Avant qu'Indochine ne marche, je me disais que si je devenais connu un jour, j'en profiterais pour faire des chansons à messages, et puis en fin de compte, je me suis aperçu que ça ne servirait à rien. Mais mon passé politique me posait des questions: c'est vrai que je me suis retrouvé à faire des télés stupides, et des tas d'autres trucs très cons. Mais en réfléchissant, je réalisais qu'on réussirait à faire du rock, de la musique qu'on aimait, dans des émissions qu'au départ je trouvais idiotes.

J'ai vu ça comme une réussite, une victoire. Avant le succès d'Indochine, dans ma vie, je n'avais pas réussi grand chose, à part skier mieux que mes copains parisiens! C'est tout. Indochine, c'est une réussite personnelle et une réussite du groupe.

Mon background politique, il revient de temps en temps, par exemple pour soutenir l'opération "Touche pas à mon pote". Sinon c'est vrai que c'est sorti de ma tête. Parce que le succès ça change beaucoup de choses, tu as de l'argent, une vie facile. Dans ma vie à moi, ça a changé pas mal de choses. J'ai dépensé du fric, bêtement, dans les boites, la vie de rock-star quoi. Et puis ça m'a paru idiot, même si des tas de gens rêvent de ça. L'idéal, en fait, c'est d'être bien dans sa peau, et de faire ce qu'on a envie de faire. En ce moment, je vis bien dans Indochine. Il ne faut pas se laisser dépasser par les évènements, mais toujours garder les pieds sur terre. Et puis il faut continuer pour s'améliorer; parce qu'il faut être réaliste, on a énormément de chance de vivre quelque chose que l'on aime. Jusqu'à Indochine, la musique c'était un plaisir annexe dans ma vie, maintenant c'est devenu ma vie à part entière. Pour ça j'ai beaucoup travaillé et je continue de le faire. Beaucoup de gens nous considèrent comme des dingues du boulot, mais si on se repose un peu trop sur nos lauriers, on sera vite dépassés. C'est la loi de ce métier. C'est aussi ce qui m'est arrivé par période pendant les 5 années d'Indochine. Je me remets tout le temps en question, aussi bien musicalement qu'humainement.

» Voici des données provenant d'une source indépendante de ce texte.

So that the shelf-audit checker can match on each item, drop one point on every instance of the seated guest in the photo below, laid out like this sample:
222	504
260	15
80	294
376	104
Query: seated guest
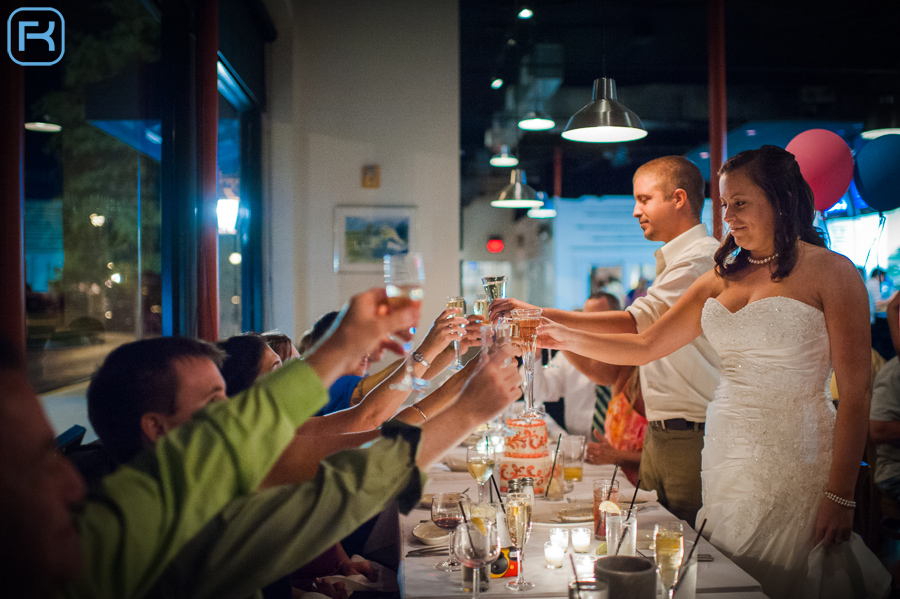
884	428
282	345
579	393
622	439
144	514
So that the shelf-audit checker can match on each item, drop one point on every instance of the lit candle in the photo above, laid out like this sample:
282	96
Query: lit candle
581	539
560	536
584	567
553	554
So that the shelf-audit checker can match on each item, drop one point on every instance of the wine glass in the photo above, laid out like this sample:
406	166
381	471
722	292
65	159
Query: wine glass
447	513
480	460
404	275
518	519
475	545
528	322
668	540
457	302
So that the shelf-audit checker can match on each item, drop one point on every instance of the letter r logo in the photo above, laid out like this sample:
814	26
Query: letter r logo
36	36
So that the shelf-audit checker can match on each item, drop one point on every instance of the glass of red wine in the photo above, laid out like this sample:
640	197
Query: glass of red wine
447	513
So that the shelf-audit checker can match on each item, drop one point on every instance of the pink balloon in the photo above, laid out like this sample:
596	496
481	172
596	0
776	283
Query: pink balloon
825	162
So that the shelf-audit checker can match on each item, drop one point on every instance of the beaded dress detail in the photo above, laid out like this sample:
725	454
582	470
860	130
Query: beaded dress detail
768	444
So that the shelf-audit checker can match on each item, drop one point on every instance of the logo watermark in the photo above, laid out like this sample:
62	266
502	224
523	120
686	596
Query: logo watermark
36	36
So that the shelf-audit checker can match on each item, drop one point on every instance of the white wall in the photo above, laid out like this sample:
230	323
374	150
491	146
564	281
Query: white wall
353	83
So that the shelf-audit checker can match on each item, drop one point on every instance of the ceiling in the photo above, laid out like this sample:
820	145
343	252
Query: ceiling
785	60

Le succès de "3" m'a fait énormément plaisir, j'avais beaucoup misé dessus. S'il était passé inaperçu, ça aurait été une période difficile pour nous quatre, on y a mis beaucoup de nous-mêmes. C'est la première fois que je signe un morceau sur un disque par exemple. Dimitri et moi on a longtemps été considérés par beaucoup de gens comme les "Ringo Star" d'Indochine, des gens qui ne composaient pas, des poupées presque! Alors que je savais jouer, j'avais déjà composé pas mal de trucs que j'avais sur des bandes chez moi. Je n'avais fait écouter ça à personne avant qu'on fasse "3", parce que j'étais peut-être trop à l'écoute des gens extérieur au groupe. Mettre un nom sous la chanson, ce n'est pas un problème. Indochine est un groupe, si les morceaux sont signés Dominik et Nicola, ça ne veut pas dire que Dimitri et moi n'avons pas participé à leur élaboration. Ca m'a déçu que des gens extérieurs au groupe nous considèrent comme les dernières roues du carrosse, et c'est pour ça que je me suis encore plus investi dans le troisième album. C'est pour ça aussi que s'il n'avait pas marché, j'aurais reçu une claque!

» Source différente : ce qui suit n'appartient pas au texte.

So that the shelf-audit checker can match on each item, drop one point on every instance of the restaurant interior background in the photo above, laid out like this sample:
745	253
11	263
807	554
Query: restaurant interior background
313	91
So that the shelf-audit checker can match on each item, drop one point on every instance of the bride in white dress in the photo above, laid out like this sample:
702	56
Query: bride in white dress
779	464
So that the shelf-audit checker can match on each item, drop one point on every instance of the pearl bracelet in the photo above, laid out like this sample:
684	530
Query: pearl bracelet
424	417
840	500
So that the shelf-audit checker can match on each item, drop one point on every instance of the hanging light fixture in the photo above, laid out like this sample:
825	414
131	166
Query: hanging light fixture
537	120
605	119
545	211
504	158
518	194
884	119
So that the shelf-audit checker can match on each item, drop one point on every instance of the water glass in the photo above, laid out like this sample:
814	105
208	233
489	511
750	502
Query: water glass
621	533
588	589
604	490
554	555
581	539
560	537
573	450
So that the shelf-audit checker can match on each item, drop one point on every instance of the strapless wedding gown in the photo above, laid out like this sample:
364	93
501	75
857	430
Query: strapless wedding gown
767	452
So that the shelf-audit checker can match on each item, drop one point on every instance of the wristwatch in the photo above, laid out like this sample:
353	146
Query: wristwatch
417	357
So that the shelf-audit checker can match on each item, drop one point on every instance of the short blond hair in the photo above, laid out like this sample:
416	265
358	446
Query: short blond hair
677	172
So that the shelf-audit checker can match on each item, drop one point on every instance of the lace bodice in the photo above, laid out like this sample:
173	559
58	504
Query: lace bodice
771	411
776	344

Travailler à la télévision, autrement que comme musicien dans Indochine, c'est venu un peu par hasard. Canal Plus me passionnait, parce que je suis un fou de télé, et c'était la première expérience d'une télé différente en France. Une télé où on pouvait faire un peu ce qu'on voulait, j'ai trouvé ça passionnant. Il y a 4 ans, jamais je ne me serais vu co-présenter une émission, c'est venu comme ça, ça m'a plu, et ça a plu aux gens de Canal Plus qui veulent que je continue. Mais il y a Indochine, c'est évidemment la priorité. Ca passe avant tout. Mais la télé, c'est peut-être un truc que je ferais après, parce que ça m'intéresse complètement de construire et de participer à une émission, de voir tout ce qui s'y passe, devant et derrière les caméras. Même être réalisateur ou producteur, ça me branche. Canal Plus, c'est important pour moi, je l'ai soutenu à une époque où pas mal de gens crachaient dessus et disaient que c'était nul. Je faisais presque du militantisme, c'était donc super qu'on me propose d'y présenter une émission, et à plus forte raison une émission qui s'adresse à notre tranche de public, et qui soit rock, dans le contenu comme dans la présentation.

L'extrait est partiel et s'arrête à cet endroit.